Article title web scraping - problem

Hi,

I am facing some problems with web scrapping. I am new to Ui Path software, so any help is appreciated. I want to scrape article titles from a website.
Basic web scraping is not enough - it gives me only part of the title and some text underneath it (I don’t need it, I would love to put it in the second column).
I managed to get the title I want using the “get attribute” activity, but I want to automate that process. Is there a way to loop it?

The Page looks like this:

Can you help me? I want to export a list of titles and things underneath it to excel.

1 Like

Hey @senek

Kindly use the Data Scraping wizard and perform it seamlessly.

Thanks
#nK

Hey, it doesn’t work as it should. This is the result:
image

Whole thing instead of a title :frowning:

1 Like

Hey @senek

Hope you indicated only title?

Also, if it’s a public site please share link to check…

Thanks
#nK

Yes, I indicated only the title, but I guess the website is a little bit tricky. sure here you go https://rpa.hybrydoweit.pl/

we can do with a manually editing the extract config:

<extract>
	<row exact="1">
		<webctrl tag="div"/>
		<webctrl tag="article" idx="1"/>
	</row>
	<column exact="1" name="Column1" attr="text">
		<webctrl tag="div"/>
		<webctrl tag="h3" idx="1"/>
	</column>
	<column exact="1" name="Column2" attr="href">
		<webctrl tag="a" idx="1"/>
	</column>
</extract>
1 Like

Thank you! It’s amazing. Can you tell me how you determined it? Is there a way to learn it (haha I bet it is)?

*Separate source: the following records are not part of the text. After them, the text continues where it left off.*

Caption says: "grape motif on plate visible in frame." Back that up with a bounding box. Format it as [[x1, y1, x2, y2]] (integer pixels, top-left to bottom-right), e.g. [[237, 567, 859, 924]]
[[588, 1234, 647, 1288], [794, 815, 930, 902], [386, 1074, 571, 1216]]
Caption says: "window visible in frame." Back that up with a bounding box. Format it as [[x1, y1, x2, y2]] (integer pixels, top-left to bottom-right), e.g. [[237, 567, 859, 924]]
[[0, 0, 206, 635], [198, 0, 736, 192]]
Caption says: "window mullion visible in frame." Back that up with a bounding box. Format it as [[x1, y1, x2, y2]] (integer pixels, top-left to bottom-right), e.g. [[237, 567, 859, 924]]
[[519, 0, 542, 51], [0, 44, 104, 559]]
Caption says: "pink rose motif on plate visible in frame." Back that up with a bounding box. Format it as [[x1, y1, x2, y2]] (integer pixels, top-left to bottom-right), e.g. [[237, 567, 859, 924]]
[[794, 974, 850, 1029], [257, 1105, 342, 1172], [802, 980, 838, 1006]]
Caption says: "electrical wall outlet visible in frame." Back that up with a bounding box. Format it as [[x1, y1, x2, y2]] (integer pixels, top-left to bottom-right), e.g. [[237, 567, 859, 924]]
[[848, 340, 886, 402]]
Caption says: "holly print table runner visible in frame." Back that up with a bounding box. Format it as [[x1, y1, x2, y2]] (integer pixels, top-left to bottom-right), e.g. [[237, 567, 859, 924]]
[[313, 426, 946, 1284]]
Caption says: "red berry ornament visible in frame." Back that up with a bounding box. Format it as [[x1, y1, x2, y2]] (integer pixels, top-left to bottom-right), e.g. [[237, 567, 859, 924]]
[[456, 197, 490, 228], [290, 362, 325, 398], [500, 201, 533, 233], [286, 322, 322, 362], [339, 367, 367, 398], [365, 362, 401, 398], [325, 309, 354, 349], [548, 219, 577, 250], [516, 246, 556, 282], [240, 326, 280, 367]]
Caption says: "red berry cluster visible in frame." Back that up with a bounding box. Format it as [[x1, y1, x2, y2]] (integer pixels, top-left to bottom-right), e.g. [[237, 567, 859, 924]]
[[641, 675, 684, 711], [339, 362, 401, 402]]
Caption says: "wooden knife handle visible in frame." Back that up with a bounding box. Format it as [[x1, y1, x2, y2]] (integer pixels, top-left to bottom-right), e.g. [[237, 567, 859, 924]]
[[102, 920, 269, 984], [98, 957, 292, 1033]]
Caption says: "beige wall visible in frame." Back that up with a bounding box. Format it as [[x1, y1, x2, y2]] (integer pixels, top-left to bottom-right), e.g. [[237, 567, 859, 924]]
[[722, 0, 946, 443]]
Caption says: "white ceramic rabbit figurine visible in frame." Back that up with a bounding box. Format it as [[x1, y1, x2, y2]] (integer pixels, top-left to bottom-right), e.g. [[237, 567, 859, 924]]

Also, I copied it and it does not work:

@senek
A little experience is helpfully but in general we can practice straightforward like this:

  • start with data scraping wizard
  • when we cannot take selectors more detailed e.g. ot get only the blocks like:

    THEN: we check the structure of the webpage

We do see, that it is clear divided into the different sections:

Now we do following:

  • indicate the article blocks in wizard
  • indicate the article blocks again in the wizard for a second column

with the second correlated data it generates for us the row extract definition:

<extract>
	<row exact="1">
		<webctrl tag="div"/>
		<webctrl tag="article" idx="1"/>
	</row>

we refer just back to the structure of the website and do postediting the extract config xml manually

in this alternate example we used the title from the image

<extract>
	<row exact="1">
		<webctrl tag="div"/>
		<webctrl tag="article" idx="1"/>
	</row>
	<column exact="1" name="Column1" attr="alt">
		<webctrl tag="img" idx="1"/>
	</column>
	<column exact="1" name="Column2" attr="href">
		<webctrl tag="a" idx="1"/>
	</column>
</extract>

so we got the the full title instead the shortened text ending with … for long texts

Once we have done and confirmed the wizard, then we just cross check the selector of the extract structured data activity and verify that it is targeting the list of all aticles correctly and conform to what we configured for the row extract definition.

Also have a look here:

Hello there. New to UIPath as well. I don’t have that on my menu. Has UIPath updated it or it’s not on CE?

1 Like

Hey @Carl_Robillos

It is the Table Extraction menu item in the toolbar (above screenshot)

Thanks
#nK

1 Like

Oh thanks!

1 Like